All the way up until my early twenties, I had my life mapped out for me. I knew what the highlights of my future ought to be, just like all the other Mormon girls who had been born into and/or raised in the faith. I was going to go to Brigham Young University, fall in love with and marry a returned missionary, and raise faithful children.
That was the ideal I had been taught, and I knew exactly how to plan for that future. Whether it was learning homemaking skills from my young women’s leaders or haphazardly embarking on a job path I felt would be easy to jump in and out of to take time to raise children, it felt like so much of what I did was to prepare for the prepackaged milestones I had been handed. It was a future that I didn’t seriously start questioning until my mid-twenties.
Mormonism is a religion that demands a lot from its followers, but aside from the well-known prohibitions on coffee and alcohol, its members are also expected to tithe to the church. I faithfully handed over 10% of my gross income, starting from childhood birthday gifts all the way through my full-time salary and even my unemployment checks. Those with the means to do so are asked to consider contributing additional offerings as well, so once I had my first post-college job, I donated additional money on top of my tithe to the church’s fast offerings, humanitarian aid, and education funds. It is always emphasized that you pay Heavenly Father first, and that He will provide for you if you are faithful. Sunday School lessons on tithing frequently celebrate the members who paid tithing first instead of rent or food or other dire need, only for the windows of heaven to open and shower them with blessings and financial miracles. Whenever I ran budget numbers, tithing was my first line item and my largest regular expense after rent.
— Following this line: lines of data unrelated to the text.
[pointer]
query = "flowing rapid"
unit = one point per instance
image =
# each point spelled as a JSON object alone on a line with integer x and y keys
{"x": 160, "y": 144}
It is no exaggeration to say that my plans for my future and my financial life were inexorably entwined with my belief in Mormonism. It is also no exaggeration to say that everything in my life, including my finances, went through massive upheaval during my late-twenties faith crisis and eventual departure from the Mormon church.
Not all of this upheaval was bad, mind you. There was one immediate, tangible benefit: with tithing and offerings out of the way, I felt like I could do more than the bare minimum with my savings. Hundreds of “extra” dollars per month meant that I could make real headway on what had always felt like impossible goals: international vacations, a down payment for a home, and even living on my own. I suddenly had a dizzying amount of financial flexibility when I started paying myself first rather than the church I no longer believed in.
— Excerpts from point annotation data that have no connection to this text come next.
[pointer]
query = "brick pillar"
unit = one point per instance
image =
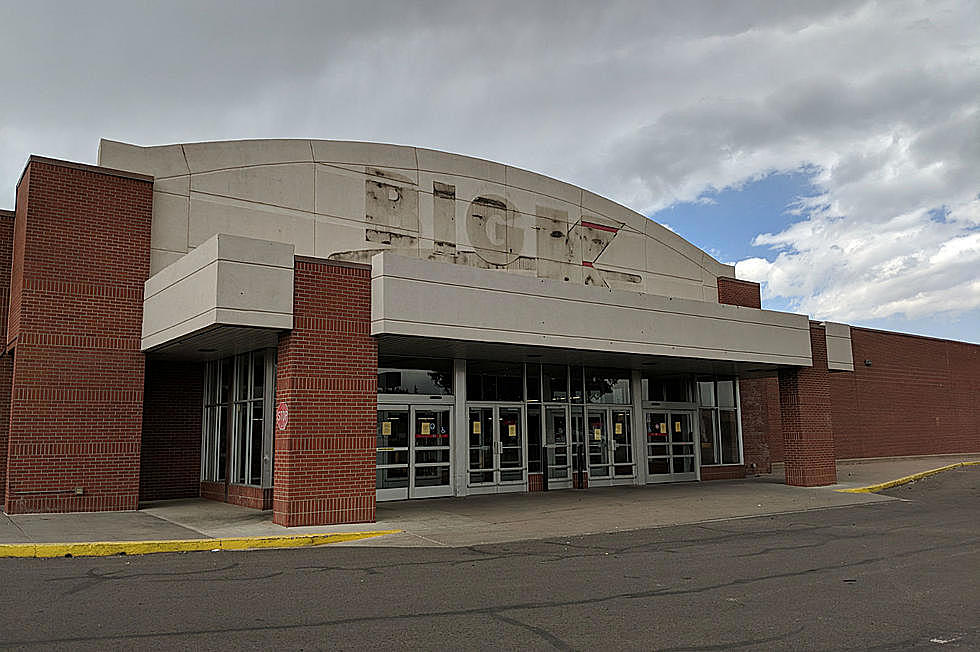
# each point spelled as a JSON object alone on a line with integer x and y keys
{"x": 326, "y": 376}
{"x": 808, "y": 436}
{"x": 170, "y": 449}
{"x": 81, "y": 254}
{"x": 6, "y": 360}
One of the many ways I paid myself first was by significantly increasing my retirement savings — which became a serious priority during the second, and overlapping, revelation of my late twenties: that I am both aromantic and asexual.
I had spent my whole life anticipating a future where I was going to be half of a whole, one part of a team. My singleness was a thing to eventually overcome. It was a temporary, and certainly not desirable, state. (Guess how many times the college wards I went to had blind dates/speed dating as activities?) I was going to find myself a (breadwinner) husband, we would have kids, and together we would ride off into the sunset of a financially stable future.
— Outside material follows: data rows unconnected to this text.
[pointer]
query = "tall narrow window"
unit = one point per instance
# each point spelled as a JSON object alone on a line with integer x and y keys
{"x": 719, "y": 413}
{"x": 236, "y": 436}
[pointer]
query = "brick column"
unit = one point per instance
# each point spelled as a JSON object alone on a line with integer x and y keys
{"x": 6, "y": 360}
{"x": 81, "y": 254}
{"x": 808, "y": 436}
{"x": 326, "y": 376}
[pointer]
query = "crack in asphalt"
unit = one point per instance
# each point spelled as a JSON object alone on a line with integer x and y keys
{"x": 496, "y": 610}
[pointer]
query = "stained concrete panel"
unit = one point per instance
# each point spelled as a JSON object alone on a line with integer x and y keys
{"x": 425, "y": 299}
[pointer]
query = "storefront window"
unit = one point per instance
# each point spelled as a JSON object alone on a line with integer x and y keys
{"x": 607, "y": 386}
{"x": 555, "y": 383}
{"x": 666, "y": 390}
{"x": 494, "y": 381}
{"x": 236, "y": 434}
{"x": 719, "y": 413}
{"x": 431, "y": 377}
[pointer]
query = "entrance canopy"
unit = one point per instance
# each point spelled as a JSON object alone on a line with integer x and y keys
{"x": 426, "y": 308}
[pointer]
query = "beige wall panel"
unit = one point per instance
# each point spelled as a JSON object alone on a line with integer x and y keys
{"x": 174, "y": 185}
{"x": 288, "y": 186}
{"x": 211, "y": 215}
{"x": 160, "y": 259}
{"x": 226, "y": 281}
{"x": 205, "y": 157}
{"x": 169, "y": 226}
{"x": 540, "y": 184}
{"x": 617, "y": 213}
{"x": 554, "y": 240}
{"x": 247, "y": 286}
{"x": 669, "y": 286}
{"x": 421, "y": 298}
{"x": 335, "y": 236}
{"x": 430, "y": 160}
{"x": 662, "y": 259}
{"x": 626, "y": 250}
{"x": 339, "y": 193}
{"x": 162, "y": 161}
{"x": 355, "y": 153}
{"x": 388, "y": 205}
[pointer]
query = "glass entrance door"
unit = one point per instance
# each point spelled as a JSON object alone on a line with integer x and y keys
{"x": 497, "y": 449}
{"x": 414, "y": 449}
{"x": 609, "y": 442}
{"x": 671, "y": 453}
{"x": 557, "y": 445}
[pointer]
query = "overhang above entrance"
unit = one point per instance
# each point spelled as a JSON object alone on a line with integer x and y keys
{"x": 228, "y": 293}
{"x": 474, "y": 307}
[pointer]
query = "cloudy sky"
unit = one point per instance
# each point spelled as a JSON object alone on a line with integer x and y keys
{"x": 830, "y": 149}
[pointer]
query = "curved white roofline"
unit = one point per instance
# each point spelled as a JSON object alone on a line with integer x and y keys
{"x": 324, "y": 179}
Figuring out that I had basically zero desire for romantic or sexual companionship of any sort came with the realization that I had to radically rethink the future I had just assumed would happen at some point. There wasn’t ever going to be a significant other to stabilize me if I got laid off (again) or pay a portion of the mortgage if my finances were tight. The only money I could ever count on would be mine, and the only one to secure my future would have to be me. Armed with a far more realistic — and far more personal — version of what my future will be like, I’ve spent the last couple years boosting my retirement savings up to 20% of my gross salary (plus a company match and HSA contributions) and doubled the size of my emergency fund.
I’ll be honest: saving for retirement made me a bit nervous when I first started. (The first time I invested was in September 2008, AKA in the midst of the global financial crisis, which didn’t help my nerves.) What has helped my nerves is creating a simple, automatic, savings plan for retirement — one I knew I could stick to. If you’re looking for guidance for your retirement savings, Wealthsimple is an online investing service that helps you build a custom portfolio to fit your future. All it takes to get started is a few minutes to answer questions about your financial goals, and they’ll take it from there. Wealthsimple also offers high-interest savings accounts for more immediate goals, and once you have set up automatic deposits, you can just set it and forget it. Right now, TFD readers will get a $50 cash bonus for opening and funding (minimum $500) a new Wealthsimple account by going to Wealthsimple.com/TFD.
My early-twenties self would in no way recognize the person I became by the time I turned 30. And you know what? That’s okay. I honestly, truly like the person I am now, even though rebuilding my life and my expectations for my future from the ground up was often as difficult as it was liberating. I feel like I’m far more in control of my (aroace, ex-Mormon) life now, and I’m figuring out a future that I want for myself. I wouldn’t have it any other way.